Personil Komisi Pemilihan Umum (KPU) Indonesia menyiapkan kotak suara dan tempat pemungutan suara di Bangkalan, Madura, pada saat Pilpres 2014. 26 Maret 2014. (Foto: AFP/Getty Images/Juni Kriswanto)
Home » Berita Tentang Indonesia » Pilkada 2018. Pilpres 2019. Musim Pemilu yang Panjang Bayangi Indonesia

Pilkada 2018 akan diikuti oleh Pilpres 2019. Suasana politik Indonesia akan tetap sangat mudah terbakar hingga pemilu presiden berakhir pada tahun 2019. Mereka yang berada di dalam dan di luar Indonesia perlu menahan diri agar tidak membuat percikan kecil menjadi kobaran api raksasa.

Oleh: Muhammad Sinatra (Institute of Strategic and International Studies (ISIS) Malaysia/East Asia Forum)
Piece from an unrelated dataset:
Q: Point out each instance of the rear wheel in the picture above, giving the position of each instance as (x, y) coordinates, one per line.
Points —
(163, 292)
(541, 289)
Tahun 2018 akan menjadi tahun yang penting bagi politik Indonesia. Pada bulan Juni 2018, 171 daerah secara bersamaan akan mengikuti pemilihan untuk memilih walikota baru, bupati dan gubernur (Pilkada 2018).

Pemilu provinsi (Pilkada) dianggap sebagai medan tempur awal menjelang pemilihan presiden tahun 2019. Pertarungan habis-habisan antara partai besar dan kecil kemungkinan besar akan terjadi karena mereka berusaha untuk mempertahankan kekuasaan atau menentang status quo.

     Baca Juga : Jelang Pemilu Indonesia dan Malaysia, Suara Pemilih Religius Harus Diperhitungkan

Tapi pemilu daerah tahun 2018 bukan hanya tentang politik nasional. Beberapa dari pemilihan ini akan menentukan pengembangan daerah terpencil seperti Maluku, Maluku Utara, dan Papua, di mana populasinya masih kekurangan apabila dibandingkan dengan kemewahan modern yang ditemukan di provinsi-provinsi di bagian barat.

Beberapa suara regional juga akan menentukan kontes politik yang jauh dari kancah nasional. Dalam pemilihan gubernur Jawa Barat, misalnya, selebriti politik akan datang melawan mantan elit dari aparat keamanan. Di Jawa Tengah, Partai Demokrasi Indonesia Perjuangan (PDI-P) telah menarik perhatian dengan mencalonkan gubernur yang sedang menjabat saat ini, Ganjar Pranowo, yang namanya disebut dalam skandal korupsi terkenal e-KTP. Partai Golkar juga menarik perhatian dengan mendukung Nurdin Halid, anggota elit politik terkemuka, untuk bertindak sebagai gubernur Sulawesi Selatan, meskipun adanya banyak dugaan korupsi.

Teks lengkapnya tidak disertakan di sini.